Die Gemeinde Tønder hat ein 190 Hektar großes Gebiet südlich von Bredebro ausgewiesen, das bereit und verfügbar ist. Es gibt Zugang zu grünem Strom, Eisenbahn und Autobahn, und die Gemeinde hebt die Nähe zum norddeutschen Arbeitsmarkt hervor. Das Projekt ist als Aufschwung für die gesamte Region gedacht.

Give - Industriepark in der Gemeinde Vejle

Die Gemeinde Vejle schlägt einen Industriepark bei Give vor, wo bereits ein gut etabliertes Gewerbegebiet existiert. Die Lage in der Nähe von Autobahn und Eisenbahn macht das Gebiet sowohl für Logistik als auch für energieintensive Produktion attraktiv. Die Gemeinde hebt die lokale Unterstützung und Entwicklungsbereitschaft hervor.

Aalborg - Beim Nordjyllandsværket

Die Gemeinde Aalborg bietet ein großes Gebiet von 5 Millionen Quadratmetern rund um das Nordjyllandsværket an. Das Gebiet ist mit Hafen, Autobahn und Stromversorgung verbunden und auf Power-to-X und grüne Technologie ausgerichtet. Es gibt bereits konkrete Anfragen von interessierten Unternehmen.

Svoldrup Kær - Vesthimmerlands Energiepark

Die Gemeinde Vesthimmerland hat ein Gebiet bei Svoldrup Kær in der Nähe von Aars ausgewiesen, wo auch ein großer Energiepark geplant ist. Der Industriepark soll mit Wasserstoff, Biogas und grünem Strom verbunden werden und als Testgelände für energieintensive Produktion dienen. Die Gemeinde hebt die Nähe zu Arbeitskräften und Bildungseinrichtungen hervor.

Kolding - Zwischen Tankedalsvej und Vamdrup

Die Kommune Kolding hat beantragt, ein großes Gebiet zwischen Tankedalsvej und Vamdrup in einen Industriepark für umweltbelastende Produktion umzuwandeln. Der Standort hat Zugang zur Autobahn, Eisenbahn und Flughafen - und liegt in der Nähe der zukünftigen Hærvejsmotorvej. Die Kommune hebt insbesondere Unternehmen der Umweltklasse 6 als Zielgruppe hervor, z.B. in den Bereichen Chemie, Logistik und Abfall.

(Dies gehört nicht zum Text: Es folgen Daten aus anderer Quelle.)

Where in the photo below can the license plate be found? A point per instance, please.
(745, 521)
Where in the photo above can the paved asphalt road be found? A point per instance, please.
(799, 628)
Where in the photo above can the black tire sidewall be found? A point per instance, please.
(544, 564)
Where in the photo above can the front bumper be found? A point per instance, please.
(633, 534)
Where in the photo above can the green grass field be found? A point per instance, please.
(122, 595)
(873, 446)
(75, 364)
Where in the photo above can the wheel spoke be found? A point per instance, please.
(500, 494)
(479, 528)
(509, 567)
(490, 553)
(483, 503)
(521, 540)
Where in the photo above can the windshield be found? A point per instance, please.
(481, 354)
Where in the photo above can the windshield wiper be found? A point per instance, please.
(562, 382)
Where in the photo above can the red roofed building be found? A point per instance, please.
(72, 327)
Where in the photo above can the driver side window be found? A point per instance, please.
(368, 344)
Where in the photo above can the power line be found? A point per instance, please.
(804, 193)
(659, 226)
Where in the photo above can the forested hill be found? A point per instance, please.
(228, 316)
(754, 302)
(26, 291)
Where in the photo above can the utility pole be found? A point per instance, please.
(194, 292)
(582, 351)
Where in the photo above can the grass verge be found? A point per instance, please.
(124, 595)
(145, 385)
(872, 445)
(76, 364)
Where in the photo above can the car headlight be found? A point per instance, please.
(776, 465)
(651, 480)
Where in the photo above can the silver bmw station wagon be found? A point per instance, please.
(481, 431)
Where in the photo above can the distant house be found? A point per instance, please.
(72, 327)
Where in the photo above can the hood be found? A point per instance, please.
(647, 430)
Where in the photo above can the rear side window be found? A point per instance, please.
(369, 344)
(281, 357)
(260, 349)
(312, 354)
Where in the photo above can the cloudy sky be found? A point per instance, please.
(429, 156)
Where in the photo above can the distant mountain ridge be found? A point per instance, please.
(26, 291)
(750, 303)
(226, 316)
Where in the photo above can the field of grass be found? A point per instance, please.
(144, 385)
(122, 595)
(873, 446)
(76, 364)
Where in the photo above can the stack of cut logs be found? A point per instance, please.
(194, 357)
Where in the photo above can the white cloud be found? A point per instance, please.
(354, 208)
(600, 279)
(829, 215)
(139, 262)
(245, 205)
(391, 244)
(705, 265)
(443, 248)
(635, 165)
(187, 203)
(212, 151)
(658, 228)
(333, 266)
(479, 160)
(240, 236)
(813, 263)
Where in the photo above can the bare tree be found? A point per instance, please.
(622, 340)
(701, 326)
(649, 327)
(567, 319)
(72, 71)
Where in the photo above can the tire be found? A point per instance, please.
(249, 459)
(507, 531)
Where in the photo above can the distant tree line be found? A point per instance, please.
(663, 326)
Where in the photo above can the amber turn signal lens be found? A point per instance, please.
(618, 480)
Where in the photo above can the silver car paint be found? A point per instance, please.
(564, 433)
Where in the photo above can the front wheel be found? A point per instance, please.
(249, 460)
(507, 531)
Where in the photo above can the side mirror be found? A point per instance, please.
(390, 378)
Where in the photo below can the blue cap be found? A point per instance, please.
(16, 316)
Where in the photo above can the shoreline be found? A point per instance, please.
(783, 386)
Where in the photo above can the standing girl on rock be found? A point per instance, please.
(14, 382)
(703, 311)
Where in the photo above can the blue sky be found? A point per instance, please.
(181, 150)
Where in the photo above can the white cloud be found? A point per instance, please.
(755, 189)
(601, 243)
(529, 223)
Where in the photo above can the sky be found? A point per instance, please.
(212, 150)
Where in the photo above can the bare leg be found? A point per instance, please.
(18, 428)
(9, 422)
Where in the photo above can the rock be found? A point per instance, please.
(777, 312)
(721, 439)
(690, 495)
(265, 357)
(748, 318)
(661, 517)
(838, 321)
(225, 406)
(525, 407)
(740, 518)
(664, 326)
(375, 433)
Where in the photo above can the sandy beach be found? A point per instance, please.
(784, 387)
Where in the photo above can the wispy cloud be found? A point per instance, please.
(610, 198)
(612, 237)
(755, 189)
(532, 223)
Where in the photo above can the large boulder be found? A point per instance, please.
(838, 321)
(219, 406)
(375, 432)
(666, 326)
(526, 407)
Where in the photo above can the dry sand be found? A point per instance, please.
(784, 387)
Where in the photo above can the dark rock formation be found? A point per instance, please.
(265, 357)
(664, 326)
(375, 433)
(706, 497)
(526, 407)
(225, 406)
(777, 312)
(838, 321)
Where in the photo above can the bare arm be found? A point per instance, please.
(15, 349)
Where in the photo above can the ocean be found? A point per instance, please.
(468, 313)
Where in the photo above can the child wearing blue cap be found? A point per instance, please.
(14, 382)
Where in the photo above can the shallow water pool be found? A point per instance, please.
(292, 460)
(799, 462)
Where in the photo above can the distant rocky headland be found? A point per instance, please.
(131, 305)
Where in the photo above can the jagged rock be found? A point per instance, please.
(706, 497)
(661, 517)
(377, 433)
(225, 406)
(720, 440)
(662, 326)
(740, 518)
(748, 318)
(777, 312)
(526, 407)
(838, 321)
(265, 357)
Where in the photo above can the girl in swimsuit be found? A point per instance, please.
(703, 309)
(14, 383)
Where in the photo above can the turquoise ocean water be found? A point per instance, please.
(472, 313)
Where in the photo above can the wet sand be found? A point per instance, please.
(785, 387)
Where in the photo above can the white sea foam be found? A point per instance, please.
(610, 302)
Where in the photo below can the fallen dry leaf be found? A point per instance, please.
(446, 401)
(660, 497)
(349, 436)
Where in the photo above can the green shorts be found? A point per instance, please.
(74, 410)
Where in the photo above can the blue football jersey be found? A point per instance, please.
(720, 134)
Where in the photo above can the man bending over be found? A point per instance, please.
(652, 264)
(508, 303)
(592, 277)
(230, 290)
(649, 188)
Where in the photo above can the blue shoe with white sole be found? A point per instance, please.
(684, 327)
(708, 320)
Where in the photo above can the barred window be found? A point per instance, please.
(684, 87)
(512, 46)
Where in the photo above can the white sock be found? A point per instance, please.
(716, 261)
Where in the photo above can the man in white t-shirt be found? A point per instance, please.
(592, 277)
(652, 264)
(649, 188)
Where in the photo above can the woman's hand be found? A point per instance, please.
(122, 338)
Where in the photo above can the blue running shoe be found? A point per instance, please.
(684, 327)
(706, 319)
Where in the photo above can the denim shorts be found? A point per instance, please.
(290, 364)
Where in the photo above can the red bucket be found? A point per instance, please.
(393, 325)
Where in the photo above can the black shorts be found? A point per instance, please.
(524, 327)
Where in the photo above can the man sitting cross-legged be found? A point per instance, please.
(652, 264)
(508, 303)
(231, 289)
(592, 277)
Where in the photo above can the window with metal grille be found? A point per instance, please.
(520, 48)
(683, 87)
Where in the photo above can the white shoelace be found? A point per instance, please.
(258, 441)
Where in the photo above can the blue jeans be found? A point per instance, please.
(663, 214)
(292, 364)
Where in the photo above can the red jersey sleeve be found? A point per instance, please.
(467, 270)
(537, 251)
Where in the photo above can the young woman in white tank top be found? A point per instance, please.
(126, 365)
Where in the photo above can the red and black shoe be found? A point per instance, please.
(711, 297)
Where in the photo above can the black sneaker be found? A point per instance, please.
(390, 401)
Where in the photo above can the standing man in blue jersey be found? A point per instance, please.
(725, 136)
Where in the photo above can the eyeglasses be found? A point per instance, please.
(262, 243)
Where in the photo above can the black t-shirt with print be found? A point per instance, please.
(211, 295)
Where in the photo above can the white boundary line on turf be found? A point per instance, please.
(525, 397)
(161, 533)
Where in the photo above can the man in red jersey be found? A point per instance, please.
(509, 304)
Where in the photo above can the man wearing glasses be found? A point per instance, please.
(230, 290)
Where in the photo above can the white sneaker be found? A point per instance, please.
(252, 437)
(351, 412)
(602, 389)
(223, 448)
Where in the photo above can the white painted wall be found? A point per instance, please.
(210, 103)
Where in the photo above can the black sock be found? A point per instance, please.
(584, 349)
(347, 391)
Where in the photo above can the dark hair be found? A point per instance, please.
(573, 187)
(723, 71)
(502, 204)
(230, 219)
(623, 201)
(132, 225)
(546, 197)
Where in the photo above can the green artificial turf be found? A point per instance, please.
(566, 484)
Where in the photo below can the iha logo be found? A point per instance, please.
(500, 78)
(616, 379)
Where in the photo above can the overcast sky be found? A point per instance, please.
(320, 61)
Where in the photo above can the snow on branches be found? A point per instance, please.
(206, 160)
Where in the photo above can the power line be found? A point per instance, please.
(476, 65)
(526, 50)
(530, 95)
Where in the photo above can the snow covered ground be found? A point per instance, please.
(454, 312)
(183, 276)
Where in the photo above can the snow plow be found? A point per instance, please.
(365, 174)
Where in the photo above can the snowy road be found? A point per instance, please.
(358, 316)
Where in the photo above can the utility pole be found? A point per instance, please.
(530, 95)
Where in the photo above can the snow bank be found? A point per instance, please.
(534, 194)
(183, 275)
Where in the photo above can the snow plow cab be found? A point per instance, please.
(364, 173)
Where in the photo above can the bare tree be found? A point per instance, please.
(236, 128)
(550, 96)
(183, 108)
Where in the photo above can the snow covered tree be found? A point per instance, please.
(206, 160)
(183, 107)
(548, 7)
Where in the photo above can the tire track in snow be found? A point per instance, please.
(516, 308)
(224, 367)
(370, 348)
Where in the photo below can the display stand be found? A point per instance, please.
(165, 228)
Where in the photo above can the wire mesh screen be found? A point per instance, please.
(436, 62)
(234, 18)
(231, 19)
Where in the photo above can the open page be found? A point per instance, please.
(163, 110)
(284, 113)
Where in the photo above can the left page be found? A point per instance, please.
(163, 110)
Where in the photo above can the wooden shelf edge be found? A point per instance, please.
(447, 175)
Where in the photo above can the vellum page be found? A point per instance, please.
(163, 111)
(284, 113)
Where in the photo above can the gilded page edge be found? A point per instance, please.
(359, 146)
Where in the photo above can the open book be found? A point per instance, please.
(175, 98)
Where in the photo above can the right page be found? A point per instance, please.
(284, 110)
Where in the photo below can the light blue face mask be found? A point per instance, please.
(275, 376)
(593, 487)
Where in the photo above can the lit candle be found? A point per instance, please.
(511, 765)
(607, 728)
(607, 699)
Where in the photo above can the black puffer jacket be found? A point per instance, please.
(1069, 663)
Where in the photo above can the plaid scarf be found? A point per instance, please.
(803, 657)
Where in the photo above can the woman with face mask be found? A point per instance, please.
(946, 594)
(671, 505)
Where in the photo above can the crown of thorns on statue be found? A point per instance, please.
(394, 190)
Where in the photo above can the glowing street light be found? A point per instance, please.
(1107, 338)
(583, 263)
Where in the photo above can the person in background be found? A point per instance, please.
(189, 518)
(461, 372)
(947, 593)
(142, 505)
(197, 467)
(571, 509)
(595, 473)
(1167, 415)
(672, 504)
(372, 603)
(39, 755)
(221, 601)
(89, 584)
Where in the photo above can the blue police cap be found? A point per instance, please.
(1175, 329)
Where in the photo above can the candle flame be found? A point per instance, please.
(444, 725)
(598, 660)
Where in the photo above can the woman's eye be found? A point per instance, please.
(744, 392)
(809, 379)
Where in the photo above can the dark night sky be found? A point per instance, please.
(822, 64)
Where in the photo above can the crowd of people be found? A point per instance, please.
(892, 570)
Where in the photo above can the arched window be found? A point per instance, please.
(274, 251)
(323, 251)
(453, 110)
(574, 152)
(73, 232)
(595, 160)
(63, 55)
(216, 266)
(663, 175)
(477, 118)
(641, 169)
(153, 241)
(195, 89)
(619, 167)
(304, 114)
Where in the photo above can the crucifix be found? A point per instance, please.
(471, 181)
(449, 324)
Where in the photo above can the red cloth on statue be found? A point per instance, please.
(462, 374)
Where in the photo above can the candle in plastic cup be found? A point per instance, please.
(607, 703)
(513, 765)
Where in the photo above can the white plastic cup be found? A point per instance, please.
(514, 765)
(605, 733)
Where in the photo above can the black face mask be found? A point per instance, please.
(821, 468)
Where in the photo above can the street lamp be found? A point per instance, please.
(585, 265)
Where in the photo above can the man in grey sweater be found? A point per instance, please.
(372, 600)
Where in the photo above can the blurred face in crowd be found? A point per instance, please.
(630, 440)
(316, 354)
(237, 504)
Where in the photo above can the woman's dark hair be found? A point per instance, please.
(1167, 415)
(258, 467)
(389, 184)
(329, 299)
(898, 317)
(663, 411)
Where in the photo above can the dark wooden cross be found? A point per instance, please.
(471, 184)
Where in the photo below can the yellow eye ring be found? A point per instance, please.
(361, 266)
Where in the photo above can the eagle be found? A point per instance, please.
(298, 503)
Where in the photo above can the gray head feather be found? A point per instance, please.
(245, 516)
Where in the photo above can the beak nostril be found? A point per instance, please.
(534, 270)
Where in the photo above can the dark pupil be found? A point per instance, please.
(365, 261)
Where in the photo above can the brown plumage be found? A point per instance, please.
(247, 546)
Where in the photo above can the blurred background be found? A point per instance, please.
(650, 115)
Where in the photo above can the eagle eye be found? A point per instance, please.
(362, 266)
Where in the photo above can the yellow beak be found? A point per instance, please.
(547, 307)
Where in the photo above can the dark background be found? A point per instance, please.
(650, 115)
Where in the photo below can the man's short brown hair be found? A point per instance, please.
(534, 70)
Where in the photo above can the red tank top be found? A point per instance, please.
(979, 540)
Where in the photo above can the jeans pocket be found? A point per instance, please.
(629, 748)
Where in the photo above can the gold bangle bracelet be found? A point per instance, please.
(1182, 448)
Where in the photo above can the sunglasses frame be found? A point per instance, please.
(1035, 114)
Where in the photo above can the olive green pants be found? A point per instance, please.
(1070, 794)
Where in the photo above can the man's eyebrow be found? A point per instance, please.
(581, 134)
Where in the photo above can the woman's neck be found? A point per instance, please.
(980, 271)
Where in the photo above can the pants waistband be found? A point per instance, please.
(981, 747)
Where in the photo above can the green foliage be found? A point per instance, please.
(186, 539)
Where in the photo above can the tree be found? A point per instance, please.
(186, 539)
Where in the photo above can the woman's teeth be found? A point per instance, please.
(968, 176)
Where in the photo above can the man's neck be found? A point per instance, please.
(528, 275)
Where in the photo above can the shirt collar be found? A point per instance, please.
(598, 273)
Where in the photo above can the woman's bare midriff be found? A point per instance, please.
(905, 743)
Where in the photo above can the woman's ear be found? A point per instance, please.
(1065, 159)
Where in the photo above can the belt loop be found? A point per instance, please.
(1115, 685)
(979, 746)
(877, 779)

Vejen - Vestermarksvej und Norgesvej

Die Kommune Vejen schlägt vor, 138 Hektar Land westlich der Stadt als Industriepark auszuweisen. Das Gebiet liegt in der Nähe der Autobahn und des Energiparks Revsing und eignet sich für grüne Produktion, einschließlich Power-to-X. Das Projekt soll etappenweise entwickelt und durch ein zukünftiges Logistikgebiet ergänzt werden.

Foulum - Bei AU und Agro Business Park

Die Kommune Viborg will den Industriepark beim Forschungsumfeld AU Foulum und dem Innovationsumfeld Agro Business Park platzieren. Hier gibt es bereits eine Zusammenarbeit zwischen Unternehmen und Forschung in den Bereichen Bioökonomie und Lebensmittel. Das Projekt wird von mehreren ostjütländischen Nachbarkommunen unterstützt.

Skive - GreenLab

Die Kommune Skive hat sich mit GreenLab beworben, einem bestehenden grünen Industriepark mit Testeinrichtungen und direktem Zugang zu erneuerbaren Energien. Hier werden Energiesymbiose und neue Technologien in vollem Umfang entwickelt und demonstriert. Die Kommune möchte das Gebiet unter die staatliche Industrieparkregelung heben.